Hobbled by a lack of leadership in key ministries, the government continued at a deadlock. “That stagnation had an impact on the economic and social sides as well,” said Tarek Kahlaoui, a Tunisian political analyst, increasing pressure on everyday citizens and dissatisfaction with the direction the country was headed.
Other warning signs emerged in the late spring that Mr Saied was no longer keen to work with the government he had selected, nor the parliament run by his primary adversary, Rached Ghannouchi, the leader of the Islamist party Ennahda.
Shortly after a trip to Egypt where he met with President Abdel Fattah El Sisi, Mr Saied made a move to consolidate both the military and civilian armed forces under his supervision, despite a clear separation of the two in the constitution. “That was a serious warning sign” that few took notice of, said Ms Marks.
Fighting two kinds of 'virus'
By July, the country was on a collision course with disaster: MPs were throwing chairs at each other on the parliament floor, inflation was rising rapidly, a deal with the IMF to stave off international creditors had stalled and a deadly wave of Covid-19 choked hospitals and sickened thousands without a social safety net.
“There was a total failure of handling Covid-19, especially on the vaccination side,” said Mr Kahlaoui. “This created a huge public trauma. Since Ennahda has been in one way or another in power since 2011, it was blamed mainly for the whole crisis.”
The feeling of exasperation and desperation grew as case counts soared.
“The economy was deteriorating, the public heath situation was getting out of control, and Tunisians were seeing people who they loathed” – people like Ben Ali supporter Abir Moussi and Mr Ghannouchi – “on their TV every day,” said Ms Marks.

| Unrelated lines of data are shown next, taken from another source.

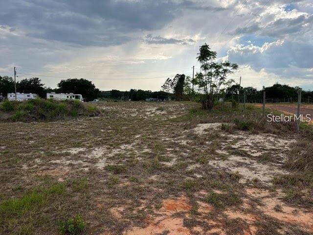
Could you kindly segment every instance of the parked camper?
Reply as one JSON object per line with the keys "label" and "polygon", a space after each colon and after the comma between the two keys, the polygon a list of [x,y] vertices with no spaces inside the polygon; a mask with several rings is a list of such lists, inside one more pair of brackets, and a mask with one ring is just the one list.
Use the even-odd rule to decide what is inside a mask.
{"label": "parked camper", "polygon": [[162,99],[157,99],[157,98],[147,98],[146,99],[146,101],[162,101]]}
{"label": "parked camper", "polygon": [[[15,93],[8,93],[8,99],[9,100],[15,100]],[[22,101],[28,99],[36,99],[38,97],[36,94],[31,93],[19,93],[16,94],[16,100]]]}
{"label": "parked camper", "polygon": [[47,93],[47,99],[54,99],[58,100],[64,100],[65,99],[78,99],[82,102],[83,100],[83,96],[80,94],[73,94],[69,93],[69,94],[61,93],[57,94],[52,92],[52,93]]}

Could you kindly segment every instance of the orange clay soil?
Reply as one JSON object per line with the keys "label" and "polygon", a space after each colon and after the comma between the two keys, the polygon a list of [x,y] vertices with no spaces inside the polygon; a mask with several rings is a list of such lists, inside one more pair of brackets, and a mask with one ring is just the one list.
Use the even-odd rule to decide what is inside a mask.
{"label": "orange clay soil", "polygon": [[[302,209],[293,208],[286,205],[279,199],[283,195],[278,192],[272,197],[270,193],[265,190],[258,188],[247,188],[246,190],[247,197],[244,198],[242,208],[229,208],[224,212],[221,213],[214,219],[205,217],[213,212],[212,205],[198,201],[198,214],[197,219],[204,222],[210,229],[204,230],[204,228],[197,225],[188,228],[184,226],[184,218],[190,218],[190,212],[192,207],[188,199],[181,196],[177,199],[168,199],[163,200],[162,207],[155,211],[156,216],[149,216],[145,219],[147,226],[144,228],[134,227],[123,234],[125,235],[155,235],[156,234],[169,234],[170,235],[189,235],[191,234],[219,234],[225,235],[227,225],[223,222],[223,219],[239,219],[246,225],[243,229],[245,235],[253,235],[257,234],[258,228],[255,222],[261,221],[260,215],[264,214],[273,217],[281,222],[291,225],[294,224],[308,232],[313,232],[313,213],[306,212]],[[262,206],[257,206],[256,210],[249,209],[249,202],[251,199],[259,199]],[[274,210],[275,206],[279,206],[280,210]],[[117,218],[120,218],[122,210],[120,208],[113,209],[112,213]],[[117,213],[116,212],[118,212]],[[179,216],[175,215],[179,212]]]}

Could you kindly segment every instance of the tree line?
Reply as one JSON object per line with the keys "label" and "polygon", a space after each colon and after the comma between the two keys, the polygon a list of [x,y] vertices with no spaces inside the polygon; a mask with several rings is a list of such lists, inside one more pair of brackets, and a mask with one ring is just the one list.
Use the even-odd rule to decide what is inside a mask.
{"label": "tree line", "polygon": [[163,91],[152,92],[143,90],[131,89],[129,91],[121,91],[118,90],[102,91],[100,97],[116,100],[138,101],[145,100],[147,98],[158,98],[162,100],[174,98],[173,94]]}
{"label": "tree line", "polygon": [[[218,62],[217,53],[211,49],[206,44],[200,47],[197,59],[200,63],[201,71],[197,72],[193,79],[184,74],[177,74],[171,79],[168,78],[162,86],[162,90],[173,93],[177,100],[195,100],[201,102],[205,109],[211,109],[219,98],[225,97],[226,100],[236,102],[238,97],[242,101],[245,93],[247,102],[263,99],[263,91],[267,99],[286,102],[296,100],[297,91],[301,88],[278,83],[261,90],[252,87],[244,88],[235,83],[227,76],[234,72],[238,66],[229,61]],[[302,90],[302,89],[301,89]],[[302,91],[304,101],[313,99],[313,92]]]}
{"label": "tree line", "polygon": [[[33,93],[42,98],[46,97],[47,93],[73,93],[80,94],[87,101],[97,99],[101,92],[91,82],[83,78],[62,80],[57,88],[52,89],[45,86],[38,77],[25,78],[16,83],[17,92]],[[11,77],[0,76],[0,94],[6,97],[8,93],[15,92],[14,80]]]}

“Tunisians heard Kais Saied call those people viruses and they thought, 'Yeah, that's right.'”
It was no surprise then when Mr Saied made the announcement, late in the evening of July 25, that he was taking sole control of the country for an exceptional, 30-day period, thousands of Tunisians streamed into the streets to celebrate.

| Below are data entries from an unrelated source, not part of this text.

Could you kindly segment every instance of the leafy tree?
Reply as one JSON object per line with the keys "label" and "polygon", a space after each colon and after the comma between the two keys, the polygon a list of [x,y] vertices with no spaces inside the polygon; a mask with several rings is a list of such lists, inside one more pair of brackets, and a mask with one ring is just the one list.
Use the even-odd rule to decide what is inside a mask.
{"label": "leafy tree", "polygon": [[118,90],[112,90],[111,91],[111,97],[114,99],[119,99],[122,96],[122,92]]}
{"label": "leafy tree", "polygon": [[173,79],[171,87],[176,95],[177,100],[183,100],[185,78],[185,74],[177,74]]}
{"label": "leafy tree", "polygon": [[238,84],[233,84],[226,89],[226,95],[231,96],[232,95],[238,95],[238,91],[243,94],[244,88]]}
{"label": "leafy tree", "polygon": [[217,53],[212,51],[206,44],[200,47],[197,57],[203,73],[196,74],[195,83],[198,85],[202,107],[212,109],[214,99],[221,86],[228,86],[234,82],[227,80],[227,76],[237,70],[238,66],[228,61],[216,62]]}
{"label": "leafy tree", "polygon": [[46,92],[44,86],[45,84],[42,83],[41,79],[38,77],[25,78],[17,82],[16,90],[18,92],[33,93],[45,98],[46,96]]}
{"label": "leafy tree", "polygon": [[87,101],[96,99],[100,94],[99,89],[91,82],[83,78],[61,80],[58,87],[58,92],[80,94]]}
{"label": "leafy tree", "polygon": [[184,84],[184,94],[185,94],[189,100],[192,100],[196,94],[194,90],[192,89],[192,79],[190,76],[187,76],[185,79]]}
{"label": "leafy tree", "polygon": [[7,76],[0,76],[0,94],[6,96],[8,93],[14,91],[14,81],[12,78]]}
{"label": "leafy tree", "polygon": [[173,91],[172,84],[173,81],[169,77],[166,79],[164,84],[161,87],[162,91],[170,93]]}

Early polling found approval ratings of 87 per cent, and the overall atmosphere in the country was cautiously optimistic.

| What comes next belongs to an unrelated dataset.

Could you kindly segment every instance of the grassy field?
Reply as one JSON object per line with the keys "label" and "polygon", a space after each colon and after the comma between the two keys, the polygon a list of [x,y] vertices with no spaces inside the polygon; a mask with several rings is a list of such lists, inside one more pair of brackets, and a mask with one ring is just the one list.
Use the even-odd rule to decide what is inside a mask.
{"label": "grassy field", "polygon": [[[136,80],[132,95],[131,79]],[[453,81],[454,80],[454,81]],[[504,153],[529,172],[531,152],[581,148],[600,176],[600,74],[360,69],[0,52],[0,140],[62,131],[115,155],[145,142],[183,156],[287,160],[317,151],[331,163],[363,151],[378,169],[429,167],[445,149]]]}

“The public had been primed for a dive into dictatorship because they were exhausted by ten years in which most people couldn’t taste tangible fruits of the revolution beyond more freedom of expression,” said Ms Marks.
A troubled path ahead
Mr Saied's consolidation of power was swift, but in the six months since he has been slow to reveal his agenda or enact reforms he promised on the campaign trail, as he has grown more isolated and acts primarily alone without dialogue or consultation with major actors like the powerful union or civil society.
Despite growing opposition to Mr Saied, other actors and political parties have failed to create a cohesive or appealing alternative.
“He’s been railing against the whole system while simultaneously operating on an institutional level that actually made the whole system worse,” said Ms Marks.
“The president's supporters say this is normal in an exceptional state, but the president's road map to end the exceptional state was framed only in a speech and has not yet been issued in official decrees,” said Mr Kahlaoui.
That road map includes an electronic referendum to survey the country on their political preferences and views, a referendum on a new constitution wrote by Mr Saied in July, and new parliamentary elections in December after he also reshapes the electoral laws.
It does not include an economic plan, or proposals for reforming the security sector, two major concerns for the public as a whole.
“I think he is very interested in leaving his traces in Tunisian history; he is about legacy,” said Mr Kahlaoui.
“I think this is going to cause more economic and social frustration without reforming the political system.”